The past two days I’ve had class from nine until one, then set off in exploration of the area. It’s hot out and I tire quickly, so my forays have been limited. Yesterday I used public transportation for the first time – a really exciting prospect. Public transportation, I think, offers one of the best glimpses into local daily life. Today I was slightly more ambitious, setting a complex of buildings at Istanbul University as my destination. At the last minute a friend joined, and we left just after one.
We got off the tram near the university, and proceeded to search out an entrance. In what seemed more like me charming the guard with my garbled Turkish explanation of our intention than official permission, we made it inside. The campus is lovely, very treed with typically imposing stone buildings. Not unlike campuses in the US. We found the famous mosque dating to the 1500s from its minarets, visible from afar. I like visiting mosques – unlike in Israel, visitors are expected and welcomed.
From there we headed to the Kapalı Çarşısı/Grand Bazaar – the largest covered market in the world. The bazaar was strangely unimpressive – in comparison to Jerusalem souks it was clean and polished, in comparison to US mall it just had more unusual wares and aggressive vendors. Some things seemed pretty cool, and I’d like to go back when I’m more in a shopping mood, but today we wandered just long enough to get lost and then made our way back out. My Turkey book alluded to a book market, which we quickly tracked down and enjoyed, despite the lack of worthwhile English titles.
From here our afternoon shifted. Previously guided by descriptive paragraphs, here on out we found our books had ceased to be of use. Uncertain of where next to go, I spotted the water and suggested we head that way- I hadn’t seen much of the water yet. The water turned out to be further than it appeared from the top of the hill, and finally at the bottom we found ourselves next to the metro tracks in a charming and slightly dilapidated neighborhood that has potentially never seen a tourist before. Glad to have male companionship, I led the way across the tracks toward a heavily secured port of some sort. Perplexed, we saw Istanbul’s center to the north and turned left. Just beyond the port we entered a fish market, full of properly salty men in rubber boots and gloves. The fish stalls were cool, watered, and artistically displayed. Every few stalls there was a guy grilling fillets and making sandwiches. What luck! Four lira ($2.60) fish sandwiches in hand, we pressed on. Soon the market opened up to a park along a shore, filled with families picnicking under the trees, old men sunbathing on the rocks, boys jumping in for a swim.

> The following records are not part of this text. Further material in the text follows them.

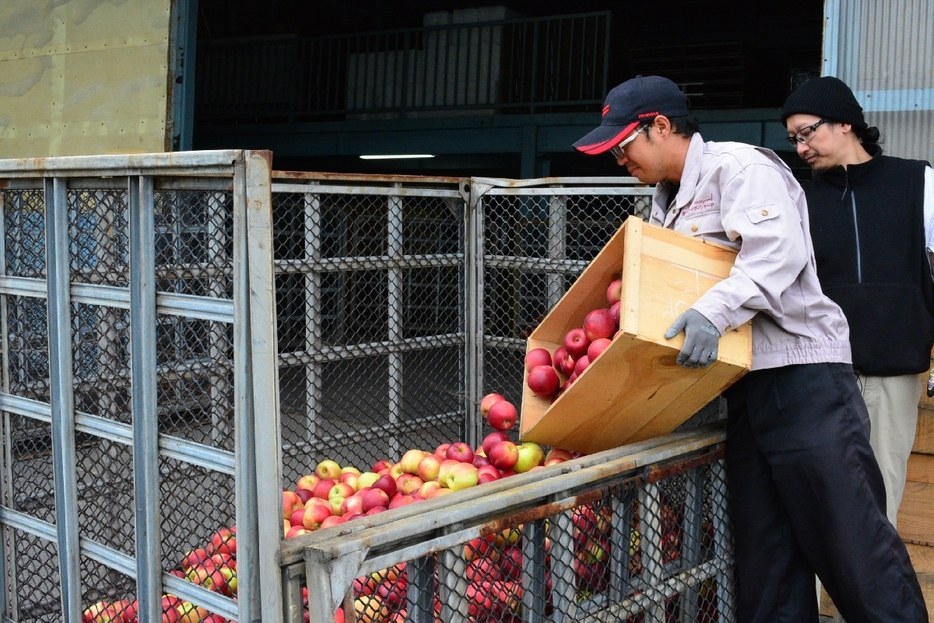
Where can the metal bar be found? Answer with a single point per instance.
(61, 396)
(258, 420)
(145, 419)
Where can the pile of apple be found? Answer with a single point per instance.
(550, 374)
(213, 566)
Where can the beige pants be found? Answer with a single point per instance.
(892, 402)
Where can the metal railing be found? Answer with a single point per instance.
(639, 533)
(531, 65)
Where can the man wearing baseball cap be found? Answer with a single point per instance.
(805, 490)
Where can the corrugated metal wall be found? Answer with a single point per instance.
(885, 52)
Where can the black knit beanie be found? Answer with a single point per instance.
(825, 97)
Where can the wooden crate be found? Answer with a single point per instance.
(635, 390)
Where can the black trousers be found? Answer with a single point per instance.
(807, 497)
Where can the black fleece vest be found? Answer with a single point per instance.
(867, 224)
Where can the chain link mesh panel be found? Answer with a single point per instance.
(194, 392)
(370, 301)
(652, 548)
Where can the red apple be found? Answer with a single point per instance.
(502, 415)
(459, 451)
(543, 381)
(387, 483)
(504, 454)
(374, 498)
(428, 467)
(596, 347)
(599, 323)
(537, 357)
(488, 401)
(290, 502)
(530, 455)
(576, 342)
(462, 476)
(564, 363)
(323, 488)
(315, 513)
(411, 459)
(328, 469)
(492, 438)
(487, 473)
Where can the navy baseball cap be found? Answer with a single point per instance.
(640, 99)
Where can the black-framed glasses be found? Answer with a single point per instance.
(802, 136)
(620, 150)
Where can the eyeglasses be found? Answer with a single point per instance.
(620, 150)
(802, 136)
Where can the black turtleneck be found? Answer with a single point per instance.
(867, 224)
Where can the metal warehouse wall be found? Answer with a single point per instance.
(885, 52)
(83, 76)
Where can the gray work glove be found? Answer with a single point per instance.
(701, 339)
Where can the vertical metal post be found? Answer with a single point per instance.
(722, 542)
(473, 343)
(396, 316)
(258, 422)
(557, 235)
(62, 398)
(313, 389)
(145, 418)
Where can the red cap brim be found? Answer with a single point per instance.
(604, 138)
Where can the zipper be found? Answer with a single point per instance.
(859, 259)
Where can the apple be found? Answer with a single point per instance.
(462, 476)
(352, 505)
(487, 473)
(324, 487)
(401, 500)
(429, 467)
(504, 454)
(333, 520)
(490, 440)
(543, 381)
(530, 455)
(290, 502)
(315, 513)
(502, 415)
(341, 489)
(537, 357)
(558, 455)
(328, 469)
(596, 347)
(576, 342)
(459, 451)
(564, 363)
(374, 498)
(194, 557)
(387, 483)
(428, 489)
(367, 479)
(411, 459)
(599, 323)
(488, 401)
(308, 482)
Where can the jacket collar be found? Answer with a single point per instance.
(854, 174)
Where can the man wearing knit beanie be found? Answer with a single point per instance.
(872, 220)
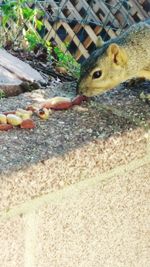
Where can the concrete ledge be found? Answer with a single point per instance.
(74, 191)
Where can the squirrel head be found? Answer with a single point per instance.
(104, 69)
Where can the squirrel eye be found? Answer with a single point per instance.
(97, 74)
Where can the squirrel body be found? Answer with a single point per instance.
(117, 60)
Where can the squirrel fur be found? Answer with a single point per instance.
(117, 60)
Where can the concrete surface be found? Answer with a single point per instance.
(75, 190)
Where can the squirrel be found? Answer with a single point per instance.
(117, 60)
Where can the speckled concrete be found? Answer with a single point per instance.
(72, 145)
(101, 225)
(84, 162)
(106, 148)
(12, 242)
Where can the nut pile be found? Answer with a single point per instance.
(23, 117)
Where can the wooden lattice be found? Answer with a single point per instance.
(79, 22)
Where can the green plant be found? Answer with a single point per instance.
(21, 14)
(2, 94)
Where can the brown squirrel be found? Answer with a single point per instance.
(117, 60)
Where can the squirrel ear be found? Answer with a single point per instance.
(99, 42)
(117, 54)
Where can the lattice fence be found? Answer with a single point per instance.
(79, 22)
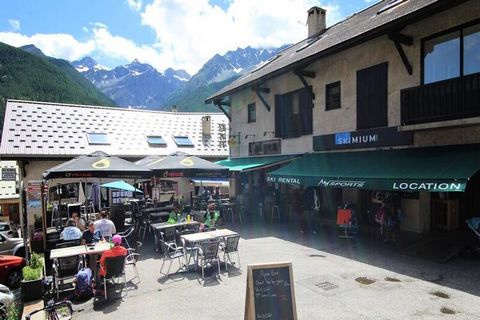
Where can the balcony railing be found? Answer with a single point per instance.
(451, 99)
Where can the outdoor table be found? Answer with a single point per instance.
(163, 225)
(209, 235)
(80, 250)
(230, 208)
(206, 236)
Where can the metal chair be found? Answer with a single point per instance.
(115, 269)
(171, 252)
(209, 255)
(191, 251)
(230, 246)
(64, 269)
(132, 258)
(125, 235)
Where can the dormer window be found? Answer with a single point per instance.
(98, 138)
(156, 141)
(183, 141)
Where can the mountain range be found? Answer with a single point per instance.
(139, 85)
(27, 74)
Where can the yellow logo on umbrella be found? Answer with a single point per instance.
(188, 162)
(101, 164)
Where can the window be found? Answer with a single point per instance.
(451, 54)
(332, 96)
(156, 141)
(293, 114)
(183, 141)
(98, 138)
(252, 113)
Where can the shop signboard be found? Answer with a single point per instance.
(34, 194)
(9, 174)
(265, 147)
(379, 137)
(270, 292)
(394, 184)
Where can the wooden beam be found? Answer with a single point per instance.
(398, 39)
(265, 102)
(301, 74)
(401, 38)
(220, 105)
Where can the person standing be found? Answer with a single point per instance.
(71, 232)
(79, 222)
(91, 235)
(105, 225)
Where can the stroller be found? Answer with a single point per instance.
(473, 248)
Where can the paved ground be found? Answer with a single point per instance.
(323, 258)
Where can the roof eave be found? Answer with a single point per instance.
(371, 34)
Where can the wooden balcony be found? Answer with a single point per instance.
(452, 99)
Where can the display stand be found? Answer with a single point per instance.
(347, 223)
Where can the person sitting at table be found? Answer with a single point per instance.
(71, 232)
(217, 194)
(175, 213)
(211, 216)
(116, 251)
(105, 225)
(79, 222)
(91, 235)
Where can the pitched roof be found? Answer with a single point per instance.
(42, 129)
(364, 25)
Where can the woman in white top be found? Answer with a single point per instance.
(105, 225)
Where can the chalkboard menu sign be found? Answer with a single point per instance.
(270, 293)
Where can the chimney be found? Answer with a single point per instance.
(206, 125)
(316, 20)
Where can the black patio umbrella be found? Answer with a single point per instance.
(98, 165)
(181, 165)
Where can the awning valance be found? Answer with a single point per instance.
(433, 169)
(253, 163)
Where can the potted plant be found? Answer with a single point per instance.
(32, 286)
(37, 241)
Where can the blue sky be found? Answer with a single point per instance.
(182, 34)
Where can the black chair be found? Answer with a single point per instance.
(209, 255)
(114, 269)
(64, 269)
(132, 258)
(171, 252)
(230, 246)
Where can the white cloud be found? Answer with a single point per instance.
(135, 5)
(15, 24)
(188, 33)
(191, 32)
(55, 45)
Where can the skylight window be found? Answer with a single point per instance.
(98, 138)
(183, 141)
(156, 141)
(390, 4)
(308, 43)
(267, 62)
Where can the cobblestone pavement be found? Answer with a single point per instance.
(325, 269)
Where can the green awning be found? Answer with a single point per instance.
(433, 169)
(250, 163)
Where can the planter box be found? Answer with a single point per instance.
(32, 290)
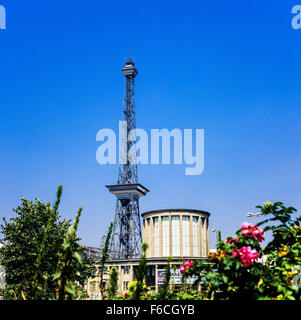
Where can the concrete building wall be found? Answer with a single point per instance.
(177, 232)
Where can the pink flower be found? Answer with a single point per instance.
(246, 254)
(232, 240)
(246, 225)
(182, 269)
(188, 264)
(247, 229)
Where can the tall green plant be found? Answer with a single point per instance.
(113, 283)
(163, 291)
(105, 255)
(141, 273)
(29, 254)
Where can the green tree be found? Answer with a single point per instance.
(113, 283)
(32, 250)
(22, 237)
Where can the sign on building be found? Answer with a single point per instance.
(175, 277)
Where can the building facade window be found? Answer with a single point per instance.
(175, 231)
(125, 285)
(126, 270)
(195, 236)
(149, 237)
(165, 236)
(156, 231)
(186, 242)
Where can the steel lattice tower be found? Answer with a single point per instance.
(126, 235)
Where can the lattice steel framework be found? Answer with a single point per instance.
(126, 237)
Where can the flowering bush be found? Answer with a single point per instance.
(242, 269)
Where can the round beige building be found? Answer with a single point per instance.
(176, 232)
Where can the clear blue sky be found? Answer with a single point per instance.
(229, 67)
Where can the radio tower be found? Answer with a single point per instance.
(126, 237)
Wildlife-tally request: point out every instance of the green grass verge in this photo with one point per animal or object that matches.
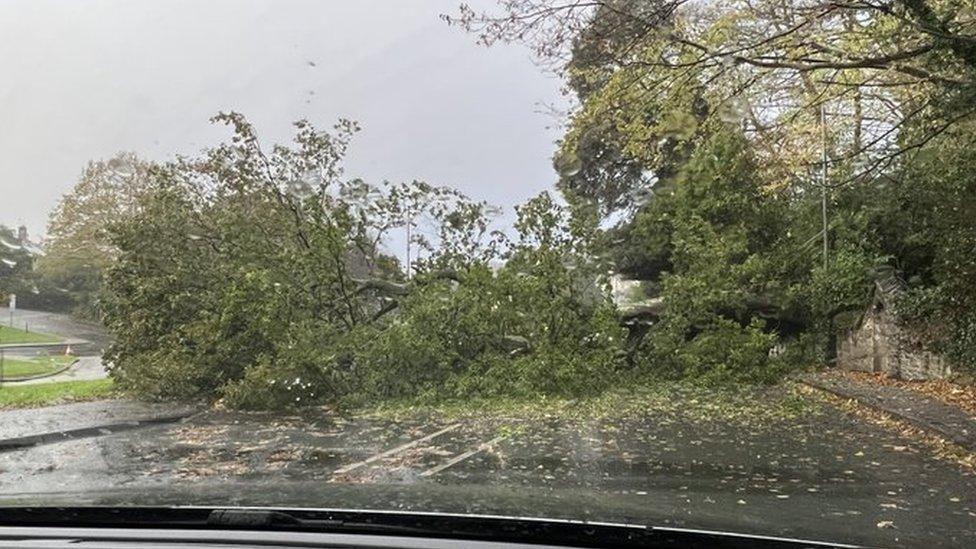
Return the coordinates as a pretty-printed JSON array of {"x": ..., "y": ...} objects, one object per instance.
[
  {"x": 14, "y": 335},
  {"x": 20, "y": 368},
  {"x": 42, "y": 394},
  {"x": 751, "y": 405}
]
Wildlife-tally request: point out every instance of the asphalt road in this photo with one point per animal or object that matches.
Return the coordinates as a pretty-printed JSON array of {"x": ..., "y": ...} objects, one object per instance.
[
  {"x": 822, "y": 474},
  {"x": 86, "y": 340}
]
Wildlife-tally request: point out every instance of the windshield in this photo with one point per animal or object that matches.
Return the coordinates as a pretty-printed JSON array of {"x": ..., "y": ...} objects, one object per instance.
[{"x": 690, "y": 263}]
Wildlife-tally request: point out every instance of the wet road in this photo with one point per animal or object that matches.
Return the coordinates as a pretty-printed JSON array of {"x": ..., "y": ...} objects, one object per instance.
[
  {"x": 821, "y": 474},
  {"x": 85, "y": 340},
  {"x": 94, "y": 337}
]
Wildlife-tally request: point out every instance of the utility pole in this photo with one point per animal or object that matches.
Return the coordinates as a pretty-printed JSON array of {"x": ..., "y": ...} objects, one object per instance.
[
  {"x": 823, "y": 180},
  {"x": 409, "y": 221}
]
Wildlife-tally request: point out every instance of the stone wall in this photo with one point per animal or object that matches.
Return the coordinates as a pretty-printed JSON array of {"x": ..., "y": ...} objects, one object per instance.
[{"x": 878, "y": 345}]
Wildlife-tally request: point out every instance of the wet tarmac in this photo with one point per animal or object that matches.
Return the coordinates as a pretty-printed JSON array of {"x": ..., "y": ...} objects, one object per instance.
[{"x": 821, "y": 475}]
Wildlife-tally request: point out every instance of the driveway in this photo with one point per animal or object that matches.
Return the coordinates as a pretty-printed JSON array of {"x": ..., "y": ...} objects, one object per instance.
[{"x": 817, "y": 473}]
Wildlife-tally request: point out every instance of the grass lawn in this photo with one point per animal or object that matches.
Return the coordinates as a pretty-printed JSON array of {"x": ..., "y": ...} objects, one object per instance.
[
  {"x": 27, "y": 396},
  {"x": 15, "y": 335},
  {"x": 14, "y": 368}
]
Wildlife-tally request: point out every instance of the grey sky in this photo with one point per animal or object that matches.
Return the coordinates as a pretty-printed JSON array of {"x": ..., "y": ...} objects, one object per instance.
[{"x": 81, "y": 80}]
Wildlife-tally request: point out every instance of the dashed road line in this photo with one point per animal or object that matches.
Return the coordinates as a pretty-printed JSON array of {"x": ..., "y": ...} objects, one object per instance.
[
  {"x": 461, "y": 457},
  {"x": 392, "y": 451}
]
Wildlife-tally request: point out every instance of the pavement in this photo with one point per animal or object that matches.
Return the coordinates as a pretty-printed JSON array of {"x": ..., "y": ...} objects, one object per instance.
[
  {"x": 818, "y": 473},
  {"x": 922, "y": 411},
  {"x": 86, "y": 340}
]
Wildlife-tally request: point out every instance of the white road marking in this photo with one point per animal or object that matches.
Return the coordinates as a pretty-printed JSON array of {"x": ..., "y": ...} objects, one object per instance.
[
  {"x": 461, "y": 457},
  {"x": 398, "y": 449}
]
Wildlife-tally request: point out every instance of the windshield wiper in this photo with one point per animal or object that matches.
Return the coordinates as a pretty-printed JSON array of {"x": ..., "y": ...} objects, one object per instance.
[{"x": 259, "y": 518}]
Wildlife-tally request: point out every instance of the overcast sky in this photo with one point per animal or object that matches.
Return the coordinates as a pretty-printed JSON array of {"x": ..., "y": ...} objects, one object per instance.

Sea of Marmara to the right, the city to the left, the Bosporus and Asian side of Istanbul visible ahead, I reflected again on how nice it is to get off the beaten path, and how much I like Turkey. The Aya Sofya, Sultanahmet Mosque, and Turkish and Islamic Art Museum yesterday were as incredible as I expected, but it’s really great to find out what the Turks are up to and enjoy that too. A couple just-comprehensible Turkish inquiries later, we made our way to a train then a bus home. Despite the uneasiness with which the fish is sitting in my stomach, it’s been an excellent day. Plans to repeat tomorrow after class.